Pyramid level customization

mooratov commented 4 years ago

TLDR, This feature accomplishes the following:

allows user to pass custom list of pyramid levels via config file
these pyramid levels are then parsed in all appropriate places.
allows use of pyramid layer 2 (P2) for resnet backbone
one minor unrelated bug fix in debug.py ( made--show-annotations a separate flag from --annotations, which is already in use)

This PR would allow a user to use a custom set of pyramid levels, controlled by the config.ini file in a manner similar to how anchor_parameters are controlled now.

Our team has found that using a P2 pyramid layer enables us to utilize ultra-fine (e.g. 3 pixel by 3 pixel) bounding boxes that are otherwise out of reach with current configurable parameters. Some of the code used here was contributed by my team member Brad Nelson (https://github.com/bnelsj) in our private fork.

I tried to stick to stylistic conventions wherever I could, and it looked like utils/anchors.py already had a framework for configuring the pyramid_levels list. I simply implemented this more fully in the bin scripts. Unfortunately, there was a fair amount of re-writing the retinanet.py definition and making it somewhat uglier.
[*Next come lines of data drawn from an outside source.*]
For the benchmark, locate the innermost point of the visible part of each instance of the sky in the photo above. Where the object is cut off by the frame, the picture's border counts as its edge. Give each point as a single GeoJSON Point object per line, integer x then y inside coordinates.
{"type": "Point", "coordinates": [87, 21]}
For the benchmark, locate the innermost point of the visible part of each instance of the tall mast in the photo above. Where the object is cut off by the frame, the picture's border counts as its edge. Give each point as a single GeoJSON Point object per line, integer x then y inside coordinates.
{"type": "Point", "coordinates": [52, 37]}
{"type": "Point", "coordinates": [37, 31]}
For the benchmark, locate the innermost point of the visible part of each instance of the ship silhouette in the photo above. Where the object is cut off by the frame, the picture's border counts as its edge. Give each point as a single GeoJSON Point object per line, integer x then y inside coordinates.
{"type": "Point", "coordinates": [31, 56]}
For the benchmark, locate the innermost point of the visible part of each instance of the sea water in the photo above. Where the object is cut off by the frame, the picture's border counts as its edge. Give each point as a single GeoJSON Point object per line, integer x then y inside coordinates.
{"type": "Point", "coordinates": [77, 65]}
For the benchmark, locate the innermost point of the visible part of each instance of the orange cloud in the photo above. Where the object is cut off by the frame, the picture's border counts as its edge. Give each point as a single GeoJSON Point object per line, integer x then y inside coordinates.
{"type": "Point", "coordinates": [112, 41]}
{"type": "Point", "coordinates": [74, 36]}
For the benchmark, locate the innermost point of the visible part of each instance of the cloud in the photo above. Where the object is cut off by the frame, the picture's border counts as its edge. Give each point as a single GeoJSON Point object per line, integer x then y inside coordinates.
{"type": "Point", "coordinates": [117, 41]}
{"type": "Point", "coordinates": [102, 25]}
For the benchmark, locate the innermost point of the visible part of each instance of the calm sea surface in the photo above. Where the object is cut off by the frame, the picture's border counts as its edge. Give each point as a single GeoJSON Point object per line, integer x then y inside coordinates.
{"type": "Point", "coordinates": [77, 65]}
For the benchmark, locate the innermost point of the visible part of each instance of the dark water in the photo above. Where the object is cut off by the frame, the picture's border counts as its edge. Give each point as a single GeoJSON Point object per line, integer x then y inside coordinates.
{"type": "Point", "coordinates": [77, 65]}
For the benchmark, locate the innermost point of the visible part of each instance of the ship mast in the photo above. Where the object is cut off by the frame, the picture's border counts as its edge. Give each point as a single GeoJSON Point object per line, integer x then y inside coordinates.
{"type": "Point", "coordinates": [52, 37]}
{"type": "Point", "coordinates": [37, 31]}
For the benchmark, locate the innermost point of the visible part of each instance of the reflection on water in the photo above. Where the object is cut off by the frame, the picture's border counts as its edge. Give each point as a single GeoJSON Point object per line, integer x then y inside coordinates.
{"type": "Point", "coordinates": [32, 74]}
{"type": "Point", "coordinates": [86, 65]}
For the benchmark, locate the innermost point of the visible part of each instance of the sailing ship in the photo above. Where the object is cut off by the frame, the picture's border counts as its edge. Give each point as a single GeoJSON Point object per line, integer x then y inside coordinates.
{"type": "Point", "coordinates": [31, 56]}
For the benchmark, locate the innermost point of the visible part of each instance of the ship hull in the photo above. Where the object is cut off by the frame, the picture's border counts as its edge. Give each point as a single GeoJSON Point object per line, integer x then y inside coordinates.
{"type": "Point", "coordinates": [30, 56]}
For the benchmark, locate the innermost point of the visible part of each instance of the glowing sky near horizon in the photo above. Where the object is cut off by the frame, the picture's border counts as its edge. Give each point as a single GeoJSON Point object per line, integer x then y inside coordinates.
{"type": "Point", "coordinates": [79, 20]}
In order to make P2 work, I had to modify resnet.py so that it would return 4 output layers to use as backbone, while no other backbone type currently returns 4 output layers. Therefore, pyramid level 2 (P2) only works with resnet backbones as written. I tried to explain these changes with informative errors and comments.

The primary use of this feature would be to add P2, although a user can also exclude P7 and P6 if they desired. I did not allow users to exclude C3, C4, and C5.
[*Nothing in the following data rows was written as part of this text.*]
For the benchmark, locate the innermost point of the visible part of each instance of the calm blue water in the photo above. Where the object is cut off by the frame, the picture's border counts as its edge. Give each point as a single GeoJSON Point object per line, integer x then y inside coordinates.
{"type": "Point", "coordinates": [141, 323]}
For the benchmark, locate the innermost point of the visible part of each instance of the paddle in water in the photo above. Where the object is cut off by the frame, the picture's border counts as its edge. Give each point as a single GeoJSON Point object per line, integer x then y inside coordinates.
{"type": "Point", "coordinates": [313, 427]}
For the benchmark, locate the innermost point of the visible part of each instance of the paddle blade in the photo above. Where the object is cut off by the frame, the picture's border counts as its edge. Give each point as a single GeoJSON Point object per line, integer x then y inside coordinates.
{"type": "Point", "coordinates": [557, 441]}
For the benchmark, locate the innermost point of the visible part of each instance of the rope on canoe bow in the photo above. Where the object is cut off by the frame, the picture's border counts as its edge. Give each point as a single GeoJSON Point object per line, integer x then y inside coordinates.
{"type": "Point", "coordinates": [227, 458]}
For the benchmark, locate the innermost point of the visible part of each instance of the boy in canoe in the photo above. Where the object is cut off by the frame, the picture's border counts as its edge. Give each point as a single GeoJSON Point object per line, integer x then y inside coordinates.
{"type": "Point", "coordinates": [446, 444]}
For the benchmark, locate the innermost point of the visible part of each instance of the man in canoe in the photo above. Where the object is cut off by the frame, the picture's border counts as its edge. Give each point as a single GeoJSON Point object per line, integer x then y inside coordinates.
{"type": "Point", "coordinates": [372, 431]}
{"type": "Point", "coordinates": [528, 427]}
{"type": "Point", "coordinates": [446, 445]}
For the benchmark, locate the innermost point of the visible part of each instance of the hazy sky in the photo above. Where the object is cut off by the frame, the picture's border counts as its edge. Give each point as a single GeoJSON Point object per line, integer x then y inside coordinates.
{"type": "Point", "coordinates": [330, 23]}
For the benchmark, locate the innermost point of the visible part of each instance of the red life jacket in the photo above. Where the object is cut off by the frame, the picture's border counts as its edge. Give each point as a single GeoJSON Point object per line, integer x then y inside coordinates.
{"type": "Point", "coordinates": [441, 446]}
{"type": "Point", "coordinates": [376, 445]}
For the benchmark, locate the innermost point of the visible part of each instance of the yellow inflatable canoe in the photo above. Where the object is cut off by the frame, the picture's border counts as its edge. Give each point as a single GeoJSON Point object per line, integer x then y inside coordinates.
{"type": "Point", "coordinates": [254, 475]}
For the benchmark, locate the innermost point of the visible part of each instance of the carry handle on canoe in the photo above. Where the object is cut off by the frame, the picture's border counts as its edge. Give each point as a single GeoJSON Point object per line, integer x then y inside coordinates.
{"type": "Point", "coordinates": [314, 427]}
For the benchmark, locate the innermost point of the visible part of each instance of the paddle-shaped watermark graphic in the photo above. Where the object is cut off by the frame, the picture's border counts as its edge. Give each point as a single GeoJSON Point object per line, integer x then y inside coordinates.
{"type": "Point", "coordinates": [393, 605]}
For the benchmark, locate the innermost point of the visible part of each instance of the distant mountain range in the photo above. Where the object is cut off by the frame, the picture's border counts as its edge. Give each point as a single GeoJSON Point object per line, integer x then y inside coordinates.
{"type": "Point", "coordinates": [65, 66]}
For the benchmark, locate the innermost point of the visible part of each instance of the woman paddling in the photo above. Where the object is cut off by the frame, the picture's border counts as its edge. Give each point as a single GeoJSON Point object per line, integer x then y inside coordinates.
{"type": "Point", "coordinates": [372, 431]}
Note that the length of pyramid_levels must be the same as the list of sizes and strides in anchor_parameters, although this is not explicitly enforced.
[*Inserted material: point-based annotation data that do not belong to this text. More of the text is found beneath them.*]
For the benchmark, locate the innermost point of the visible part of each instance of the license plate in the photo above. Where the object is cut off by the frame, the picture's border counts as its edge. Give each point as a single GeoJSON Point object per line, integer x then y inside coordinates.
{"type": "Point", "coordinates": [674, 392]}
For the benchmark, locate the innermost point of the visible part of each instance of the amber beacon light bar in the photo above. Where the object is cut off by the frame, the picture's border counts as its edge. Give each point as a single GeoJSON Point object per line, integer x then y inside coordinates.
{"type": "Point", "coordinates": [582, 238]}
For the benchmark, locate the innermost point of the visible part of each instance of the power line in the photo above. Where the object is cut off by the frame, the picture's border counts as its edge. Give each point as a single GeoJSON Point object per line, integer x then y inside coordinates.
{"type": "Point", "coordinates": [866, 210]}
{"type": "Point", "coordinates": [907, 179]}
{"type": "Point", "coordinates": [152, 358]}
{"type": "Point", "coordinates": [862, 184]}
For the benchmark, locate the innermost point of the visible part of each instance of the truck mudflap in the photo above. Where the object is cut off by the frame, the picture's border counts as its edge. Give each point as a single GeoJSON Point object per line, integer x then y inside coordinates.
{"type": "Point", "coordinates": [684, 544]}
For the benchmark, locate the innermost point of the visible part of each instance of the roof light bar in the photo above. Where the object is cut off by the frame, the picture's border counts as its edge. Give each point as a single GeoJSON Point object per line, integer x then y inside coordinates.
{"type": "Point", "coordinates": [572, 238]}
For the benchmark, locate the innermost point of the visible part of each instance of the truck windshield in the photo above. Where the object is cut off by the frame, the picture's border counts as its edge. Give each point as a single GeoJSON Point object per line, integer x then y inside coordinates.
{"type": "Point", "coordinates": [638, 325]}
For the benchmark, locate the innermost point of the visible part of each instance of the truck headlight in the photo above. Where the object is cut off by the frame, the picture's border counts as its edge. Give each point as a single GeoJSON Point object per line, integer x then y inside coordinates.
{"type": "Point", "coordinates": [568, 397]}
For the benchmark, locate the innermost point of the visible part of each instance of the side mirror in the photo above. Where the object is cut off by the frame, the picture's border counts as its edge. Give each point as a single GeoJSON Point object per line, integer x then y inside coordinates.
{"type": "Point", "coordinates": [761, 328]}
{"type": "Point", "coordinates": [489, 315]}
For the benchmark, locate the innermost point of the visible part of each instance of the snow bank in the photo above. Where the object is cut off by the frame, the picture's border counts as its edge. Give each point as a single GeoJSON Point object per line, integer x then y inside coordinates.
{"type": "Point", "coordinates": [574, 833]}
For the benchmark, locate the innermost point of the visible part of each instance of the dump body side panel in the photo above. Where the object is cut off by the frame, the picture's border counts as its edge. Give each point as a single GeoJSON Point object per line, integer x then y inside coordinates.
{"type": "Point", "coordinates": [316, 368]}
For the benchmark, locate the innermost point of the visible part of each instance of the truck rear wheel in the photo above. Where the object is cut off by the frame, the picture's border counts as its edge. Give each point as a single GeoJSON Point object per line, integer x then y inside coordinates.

mooratov commented 4 years ago

Thank you so much for the detailed feedback! I believe I've made all the stylistic changes you requested.

To answer your question, yes it would be fantastic if all backbone models returned dicts with "C" keys and layers as values, and FPN function would return dict with "P" keys! I was thinking of doing something like this, but figured it would be an even bigger overhaul and would require me to touch ALL of the models, many of which I haven't even tested out before.

Are you asking me to make these changes as well prior to merge?

hgaiser commented 4 years ago

Are you asking me to make these changes as well prior to merge?

Yeah if you don't mind, I think it would be a good change.

mooratov commented 4 years ago

OK I updated all backbone models, retinanet FPN function, and retinanet initialization all working with dicts. I noticed that it was relatively easy to get densenet to work with P2 layers as well, so i enabled this capability.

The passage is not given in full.